US Patent 5,087,571 – One of the First U.S. Patents on Animals

The United States Patent Office issued Patent No. 5,087,571 to Philip Leder and Timothy Stewart for a “method for providing a cell culture from a transgenic non-human mammal.” This patent was one of the very first U.S. patents directed to an animal. The abstract states that the invention is directed to a “transgenic non-human eukaryotic animal whose germ cells and somatic cells contain an activated oncogene sequence introduced into the animal . . . at an embryonic stage.”

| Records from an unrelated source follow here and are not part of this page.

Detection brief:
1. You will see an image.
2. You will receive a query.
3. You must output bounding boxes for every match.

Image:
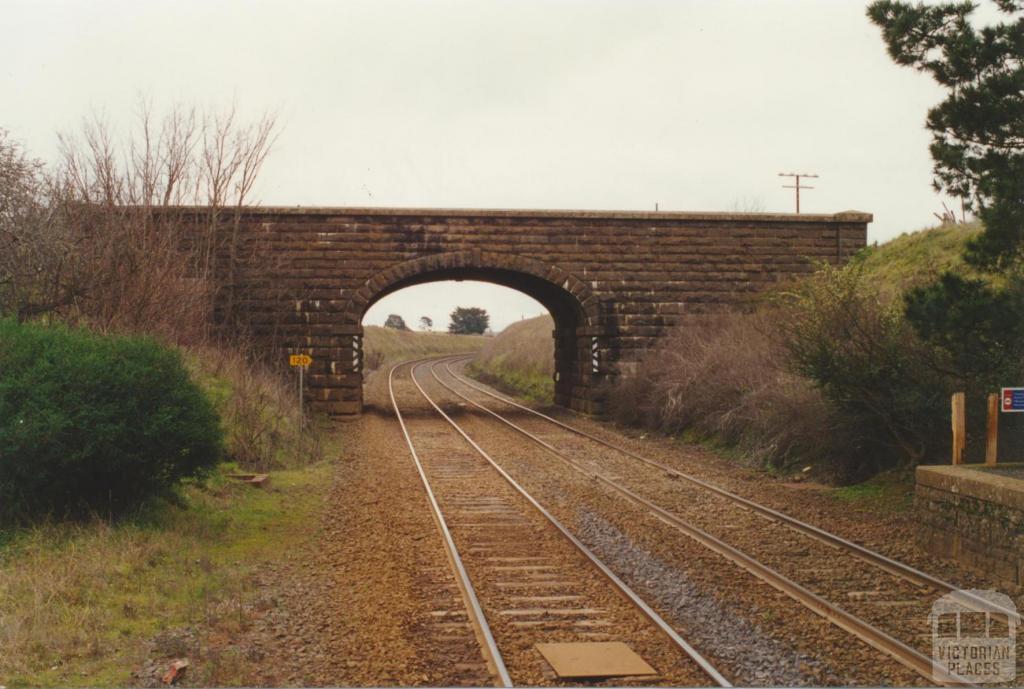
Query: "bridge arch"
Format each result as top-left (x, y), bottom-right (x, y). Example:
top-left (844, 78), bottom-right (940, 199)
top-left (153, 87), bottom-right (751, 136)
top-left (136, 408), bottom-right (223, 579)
top-left (335, 250), bottom-right (605, 411)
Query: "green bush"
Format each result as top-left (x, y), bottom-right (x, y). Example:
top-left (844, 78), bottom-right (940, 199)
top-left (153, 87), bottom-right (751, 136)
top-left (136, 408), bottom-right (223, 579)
top-left (778, 261), bottom-right (955, 466)
top-left (0, 320), bottom-right (222, 522)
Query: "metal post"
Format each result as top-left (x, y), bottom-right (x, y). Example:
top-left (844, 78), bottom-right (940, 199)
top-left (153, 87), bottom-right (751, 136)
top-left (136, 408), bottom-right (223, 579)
top-left (951, 392), bottom-right (967, 464)
top-left (778, 172), bottom-right (817, 215)
top-left (299, 367), bottom-right (306, 426)
top-left (985, 392), bottom-right (999, 467)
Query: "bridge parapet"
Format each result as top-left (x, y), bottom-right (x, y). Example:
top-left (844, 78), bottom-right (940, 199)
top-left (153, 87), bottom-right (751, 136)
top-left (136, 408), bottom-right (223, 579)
top-left (178, 208), bottom-right (871, 415)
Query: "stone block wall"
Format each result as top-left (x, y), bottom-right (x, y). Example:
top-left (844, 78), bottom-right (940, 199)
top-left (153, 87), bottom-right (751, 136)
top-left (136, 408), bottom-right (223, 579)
top-left (167, 208), bottom-right (871, 415)
top-left (914, 465), bottom-right (1024, 587)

The patent application was filed on March 22, 1988 and issued on February 11, 1992. The patent application was a divisional application of an earlier filed patent application; the divisional application was filed on June 22, 1984. The patent was assigned to Harvard College of Cambridge, Massachusetts.

Two relatively simple claims issued in this patent. The first claim recites a “method of providing a cell culture comprising . . .  a transgenic non-human mammal, all of whose germ cells and somatic cells contain a recombinant activated oncogene sequence introduced into said mammal . . .  at an embryonic stage . . . and . . . culturing one or more of said somatic cells.”  I am not sure what is meant by “culturing” somatic cells, but the claim seems quite broad.

The second claim recites a “cell” which is derived from the recited method. Thus, this issued patent successfully claimed a cell of an animal. Time will tell if this line of patenting will persist or whether a court or Congress will establish a limit on biological entities as patentable subject matter.